I'd love to see some data on the people who believe that AI fundamentally can't do art and the people who believe that AI is an existential threat to artists.
Anecdotally, there seems to be a large overlap between the adherents of what seem to be mutually exclusive positions and I wish I understood that better.
The trick is that there are companies/people that would commission an artist but go for AI instead because they don't want/need actual art if it's more expensive
I'm going to try to paraphrase that position to make sure I understand it. Please correct me if I got it wrong.
AI produces something not-actual-art. Some people want stuff that's not-actual-art. Before AI they had no choice but to pay a premium to a talented artist even though they didn't actually need it. Now they can get what they actually need but we should remove that so they have to continue paying artists because we had been paying artists for this in the past?
Is that correct or did I miss or mangle something?
Your description contains a mistake.
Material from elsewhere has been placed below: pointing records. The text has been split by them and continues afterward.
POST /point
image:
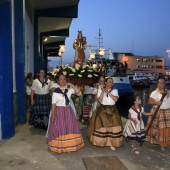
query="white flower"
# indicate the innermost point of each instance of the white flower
(64, 72)
(73, 70)
(77, 66)
(79, 75)
(84, 66)
(95, 75)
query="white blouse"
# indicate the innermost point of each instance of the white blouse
(38, 89)
(107, 100)
(157, 97)
(134, 115)
(59, 99)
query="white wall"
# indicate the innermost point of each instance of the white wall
(29, 45)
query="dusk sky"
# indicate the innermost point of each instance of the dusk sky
(138, 26)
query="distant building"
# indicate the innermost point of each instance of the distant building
(153, 64)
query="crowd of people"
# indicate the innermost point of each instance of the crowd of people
(52, 108)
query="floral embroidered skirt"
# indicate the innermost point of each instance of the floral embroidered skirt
(105, 127)
(159, 132)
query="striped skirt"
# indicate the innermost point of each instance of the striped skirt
(159, 132)
(134, 132)
(105, 127)
(64, 133)
(41, 110)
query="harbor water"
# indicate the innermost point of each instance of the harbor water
(144, 93)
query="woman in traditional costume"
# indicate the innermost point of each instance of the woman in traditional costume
(159, 132)
(64, 133)
(105, 127)
(40, 101)
(134, 129)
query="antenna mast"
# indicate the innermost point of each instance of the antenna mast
(100, 38)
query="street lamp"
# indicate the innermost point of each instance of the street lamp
(168, 51)
(60, 53)
(101, 53)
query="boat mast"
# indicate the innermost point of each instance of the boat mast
(100, 38)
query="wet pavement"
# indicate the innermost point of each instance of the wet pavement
(28, 150)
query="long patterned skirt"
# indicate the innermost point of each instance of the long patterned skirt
(64, 133)
(159, 132)
(105, 127)
(41, 110)
(134, 132)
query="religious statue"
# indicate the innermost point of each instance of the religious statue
(79, 45)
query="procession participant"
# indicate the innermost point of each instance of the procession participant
(159, 132)
(41, 101)
(105, 127)
(64, 133)
(134, 129)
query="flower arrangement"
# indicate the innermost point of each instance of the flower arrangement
(79, 72)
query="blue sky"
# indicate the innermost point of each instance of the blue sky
(138, 26)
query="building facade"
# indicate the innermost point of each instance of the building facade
(150, 64)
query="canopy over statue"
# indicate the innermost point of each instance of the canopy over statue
(79, 45)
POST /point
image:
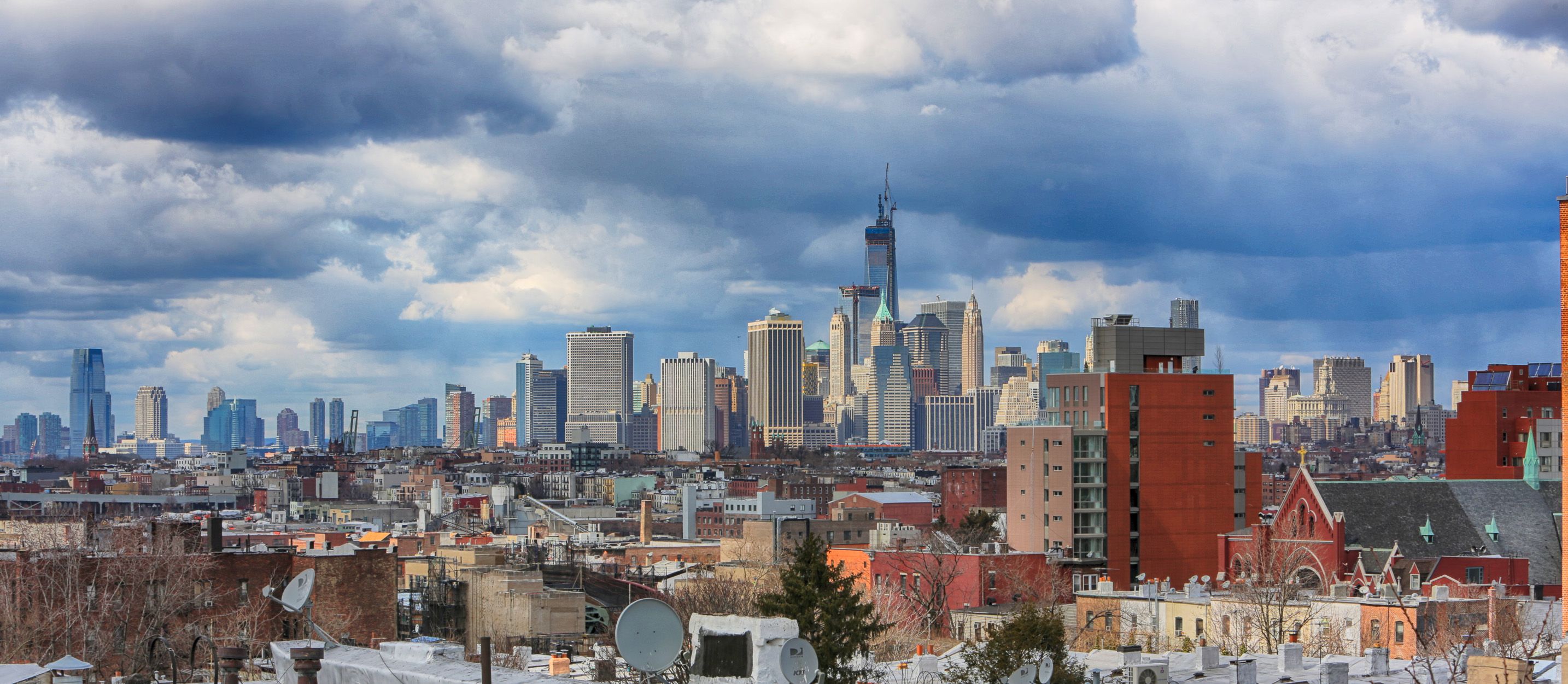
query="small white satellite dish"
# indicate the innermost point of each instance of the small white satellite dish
(650, 634)
(799, 661)
(1023, 675)
(299, 592)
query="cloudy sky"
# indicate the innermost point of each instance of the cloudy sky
(367, 200)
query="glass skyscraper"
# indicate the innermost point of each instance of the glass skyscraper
(882, 264)
(89, 390)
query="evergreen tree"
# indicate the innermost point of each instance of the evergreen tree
(1026, 636)
(833, 616)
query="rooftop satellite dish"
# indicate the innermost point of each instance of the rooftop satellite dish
(297, 600)
(799, 661)
(650, 636)
(299, 592)
(1023, 675)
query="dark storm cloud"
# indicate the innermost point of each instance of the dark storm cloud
(270, 73)
(1528, 19)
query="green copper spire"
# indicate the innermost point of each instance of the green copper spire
(1532, 463)
(882, 311)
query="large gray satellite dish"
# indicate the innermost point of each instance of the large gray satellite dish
(299, 592)
(799, 661)
(1023, 675)
(650, 636)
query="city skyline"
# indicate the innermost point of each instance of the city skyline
(469, 219)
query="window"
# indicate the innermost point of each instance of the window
(1089, 473)
(1089, 498)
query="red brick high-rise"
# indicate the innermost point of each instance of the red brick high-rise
(1562, 291)
(1134, 468)
(1487, 440)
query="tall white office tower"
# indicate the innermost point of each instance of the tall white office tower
(1277, 394)
(524, 399)
(1349, 377)
(1408, 385)
(885, 385)
(973, 347)
(600, 385)
(460, 416)
(952, 318)
(687, 416)
(841, 347)
(1184, 314)
(777, 349)
(153, 413)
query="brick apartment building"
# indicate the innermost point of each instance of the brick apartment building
(1490, 437)
(967, 488)
(1133, 471)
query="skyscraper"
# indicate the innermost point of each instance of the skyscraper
(27, 434)
(529, 367)
(841, 354)
(926, 336)
(1408, 385)
(317, 423)
(496, 410)
(1348, 376)
(460, 414)
(335, 419)
(885, 387)
(232, 424)
(860, 306)
(777, 347)
(686, 404)
(1184, 314)
(49, 435)
(952, 318)
(821, 355)
(882, 264)
(600, 383)
(153, 413)
(973, 347)
(89, 390)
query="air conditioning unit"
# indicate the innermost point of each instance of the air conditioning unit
(1150, 674)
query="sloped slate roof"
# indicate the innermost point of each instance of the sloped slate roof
(1380, 513)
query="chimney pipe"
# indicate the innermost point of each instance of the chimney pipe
(215, 534)
(485, 661)
(648, 522)
(308, 663)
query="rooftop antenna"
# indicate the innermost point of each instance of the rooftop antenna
(799, 661)
(650, 634)
(297, 600)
You mixed up wants and needs. You said some people want fake art, and then you changed your wording and said those people need fake art. Sneaky.
Wants and needs are not the same thing. For example, many people want a modded truck that rolls coal and produces an engine sound louder than a helicopter, but nobody needs one. Many people want to build an LNG plant to process natural gas, but nobody needs one. Many people want a reason to discriminate against trans people and kick them out of sports, but nobody needs one.
It would be more accurate to change need to want. Because soulless corporations want soulless art, but they don't need it. Passionate, meaningful art sells better and it has a prosocial effect. Why do you think Disney calls their theme park engineers "imagineers"? They want passionate people working for them. Disney only cares about money, but passionate workers make more money.
And imagine how fucked society would be if we didn't have stories that made us think. You know those elsagate videos that were controversial a few years ago? I don't want kids to watch shows like that. I want kids to watch shows that teach them valuable lessons. Like Star Trek Prodigy, and The Owl House, and Diego, and all the stuff I liked when I was little that made me think but which I've forgotten. Kids need to think. Adults need to think. We need to have important social lessons reinforced. We need gay, bi, ace, trans, and nonbinary characters on TV because that saves lives.
Could an AI write Scar into The Lion King? Could an AI sneak a blatantly homosexual coded villain into a work by a homophobic company in order to have at least some representation? No. Companies only care about money, they will not program their art AIs to care about ethics. And that's why AI art sucks. Art without ethics is bad.
It's an awkward phrase but I was trying to stay as close to the original vocabulary as possible.
I think the point still stands if you replace "not-actual-art" with illustration. People couldn't get what they were looking for so they paid more for the next best thing. Now they can get something closer to what they're looking for at a lower price.
I'd support a UBI so that anyone who wants to can just make art for their own fulfillment.
If someone wants AI art though they should be allowed to use that.
I'm talking inside the context of capitalism. Yes it would be nice if we had a UBI to support people but we don't. I agree that art is fundamentally human.
Outside of the context of capitalism I'm not sure AI art would be found very useful at all because its main point at the moment is remixing the same shit everyone's seen before for profit. To make mass produced lowest-common-denominator slop.
People used to pay lots of money to digital artists for various tasks. Now generative models like stable diffusion can do many of those things, just as graphic design. This is resulting in people paying less to artists.
I get that and there are a lot of jobs that people used to pay for and no longer do.
The entire horse industry has mostly collapsed. I couldn't get a job as scribe. With any luck, all the industries around fossil fuel will go away. We're going to pay less to most people in those industries too.